Une stratégie qui ressemble étrangement à celle
utilisée par les experts militaires dans le Chiapas mexicain : diviser et semer
la confusion dans les esprits pour atteindre des buts de déstabilisation des
structures villageoises. A travers une pseudo- politique d’ouverture au
dialogue, le gouvernement opposait les chefs de village en accordant plus
d’importance officielle à l’un deux et en le favorisant financièrement et
matériellement par rapport aux autres. Ce qui, à moyen terme, entrainait la
division et les blocages dans les rapports villageois. De la division et des
rancunes naissaient alors les dénonciations.
Lorsque Ahmed Daddah a compris qu’il n’était pas
l’interlocuteur unique du CMJD, que celui-ci jouait son propre jeu, il fît
machine arrière à travers les dénonciations que l’on sait sur la « dérive » du
CMJD notamment après que Sidioca fut pressenti au mois de juillet 2006 comme
candidat « favori » du CMJD. Mais déjà en décembre 2006 le vent avait tourné et
la stratégie du CMJD était à son apogée.
La dissidence de Messaoud Ould Boulkheir qui
permit à Sidioca de remporter la victoire, tient de cette stratégie car on se
rappelle très bien que pour justifier son ralliement à Sidioca, le dirigeant de
l’APP avait reproché à Ahmed Daddah d’avoir eu un plan secret avec le CMJD de
constitution d’un gouvernement. La stratégie de déstabilisation avait joué.
Concertation et dialogue furent les deux armes
absolues de la stratégie des autorités de transition pour « endormir »
l’opposition et gagner du temps pour échafauder ses plans et les mettre à
exécution.
Cette stratégie de « la concertation anesthésiante
» est encore aujourd’hui mise en œuvre par les régimes politiques successifs.

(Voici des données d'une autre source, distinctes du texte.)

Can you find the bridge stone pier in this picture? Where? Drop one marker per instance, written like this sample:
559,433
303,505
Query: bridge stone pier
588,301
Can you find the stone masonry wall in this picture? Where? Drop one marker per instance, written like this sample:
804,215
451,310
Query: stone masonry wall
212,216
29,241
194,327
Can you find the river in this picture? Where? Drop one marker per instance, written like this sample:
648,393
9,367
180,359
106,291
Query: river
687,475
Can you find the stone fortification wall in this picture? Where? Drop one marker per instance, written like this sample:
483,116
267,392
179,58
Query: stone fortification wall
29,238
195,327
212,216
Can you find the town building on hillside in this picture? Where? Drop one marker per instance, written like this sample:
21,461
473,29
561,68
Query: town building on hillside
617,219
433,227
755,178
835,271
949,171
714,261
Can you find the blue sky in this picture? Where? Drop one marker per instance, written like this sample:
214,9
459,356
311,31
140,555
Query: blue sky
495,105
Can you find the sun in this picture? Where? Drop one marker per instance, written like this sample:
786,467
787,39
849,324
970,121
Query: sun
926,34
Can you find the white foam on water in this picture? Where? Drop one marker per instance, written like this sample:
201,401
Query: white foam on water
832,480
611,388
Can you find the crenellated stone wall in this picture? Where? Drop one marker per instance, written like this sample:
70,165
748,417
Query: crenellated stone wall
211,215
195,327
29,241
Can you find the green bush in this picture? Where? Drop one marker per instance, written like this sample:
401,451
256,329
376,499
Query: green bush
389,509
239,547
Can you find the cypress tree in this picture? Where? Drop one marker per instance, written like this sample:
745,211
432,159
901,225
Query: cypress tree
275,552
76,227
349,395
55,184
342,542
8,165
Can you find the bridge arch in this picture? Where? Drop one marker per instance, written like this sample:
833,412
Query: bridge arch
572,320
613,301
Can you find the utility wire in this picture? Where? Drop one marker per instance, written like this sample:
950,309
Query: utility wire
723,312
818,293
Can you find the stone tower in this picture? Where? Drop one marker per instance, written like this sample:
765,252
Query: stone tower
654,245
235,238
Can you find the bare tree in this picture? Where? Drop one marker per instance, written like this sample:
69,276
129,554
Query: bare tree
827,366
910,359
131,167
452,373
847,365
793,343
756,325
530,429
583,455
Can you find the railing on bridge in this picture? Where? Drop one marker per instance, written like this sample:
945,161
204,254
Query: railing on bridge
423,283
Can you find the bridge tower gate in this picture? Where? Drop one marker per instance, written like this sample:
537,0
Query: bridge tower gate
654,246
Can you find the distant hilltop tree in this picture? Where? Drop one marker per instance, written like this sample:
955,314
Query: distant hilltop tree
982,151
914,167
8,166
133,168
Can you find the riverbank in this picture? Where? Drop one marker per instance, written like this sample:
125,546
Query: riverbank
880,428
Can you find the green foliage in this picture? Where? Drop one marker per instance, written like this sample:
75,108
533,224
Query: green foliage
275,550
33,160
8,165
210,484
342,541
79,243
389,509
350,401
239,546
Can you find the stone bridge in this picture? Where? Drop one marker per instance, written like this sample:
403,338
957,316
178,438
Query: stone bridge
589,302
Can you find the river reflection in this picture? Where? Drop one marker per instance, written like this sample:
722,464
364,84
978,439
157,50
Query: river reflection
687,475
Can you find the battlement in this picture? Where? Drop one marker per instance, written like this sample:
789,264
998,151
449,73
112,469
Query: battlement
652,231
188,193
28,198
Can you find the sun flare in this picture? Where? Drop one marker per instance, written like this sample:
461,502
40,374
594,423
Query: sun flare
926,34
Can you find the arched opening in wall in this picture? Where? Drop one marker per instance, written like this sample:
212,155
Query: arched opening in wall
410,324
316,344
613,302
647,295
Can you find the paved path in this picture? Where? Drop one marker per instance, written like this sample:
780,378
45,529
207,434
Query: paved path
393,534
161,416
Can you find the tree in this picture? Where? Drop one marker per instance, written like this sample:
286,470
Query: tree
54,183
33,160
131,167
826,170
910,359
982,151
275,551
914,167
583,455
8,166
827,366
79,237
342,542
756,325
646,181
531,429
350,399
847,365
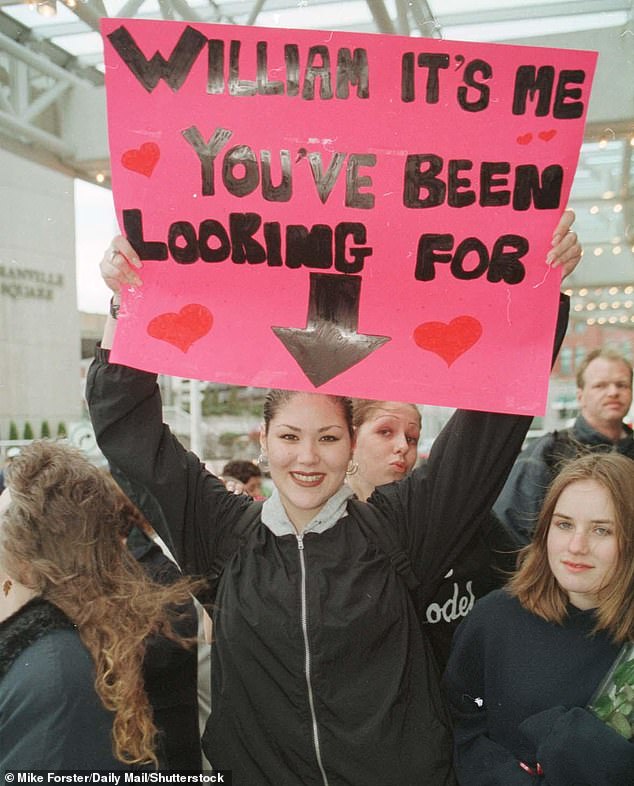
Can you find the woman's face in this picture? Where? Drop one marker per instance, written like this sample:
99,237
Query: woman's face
582,543
386,442
308,448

La présence encore aujourd’hui de personnages au palais et la plupart de ceux
qui ont servi la transition et le régime précédent aux postes-clefs en est la
preuve éclatante.
Mieux encore, la transition avait pensé à un
mécanisme pour pérenniser cette « concertation » et neutraliser l’opposition
même après l’avènement de l’ère démocratique : le statut de leader de
l’opposition.
Le piège institutionnel se referma alors et
l’opposition est actuellement toute réduite à cette fonction de « concertation
» qui lui enlève tout rôle et toute volonté sinon ceux d’entériner ce que le «
leader » glane comme assurances et expressions de bonnes intentions du
détenteur du pouvoir sur tout et sur rien. Encore une fois, la bonne foi du
leader mise à contribution à travers une concertation dont on sait ce qu’elle a
donné par le passé.
II- L’opposition doit réagir à
la sape psychologique : tout remettre en question
Il est incontestable que depuis 2005 les régimes
successifs utilisent, le « dialogue » et la concertation pour neutraliser
l’opposition et gagner du temps. Gagner du temps pour s’affermir politiquement
et consolider son leur assises économico-financières.
- S’affermir politiquement: l’expression la plus
immédiate fut la création du grand parti présidentiel qui a visé à damer le
pion à l’opposition et au-delà. Quelle fut la réaction de l’opposition à ce «
danger » institutionnel d’un parti-état ? La concertation !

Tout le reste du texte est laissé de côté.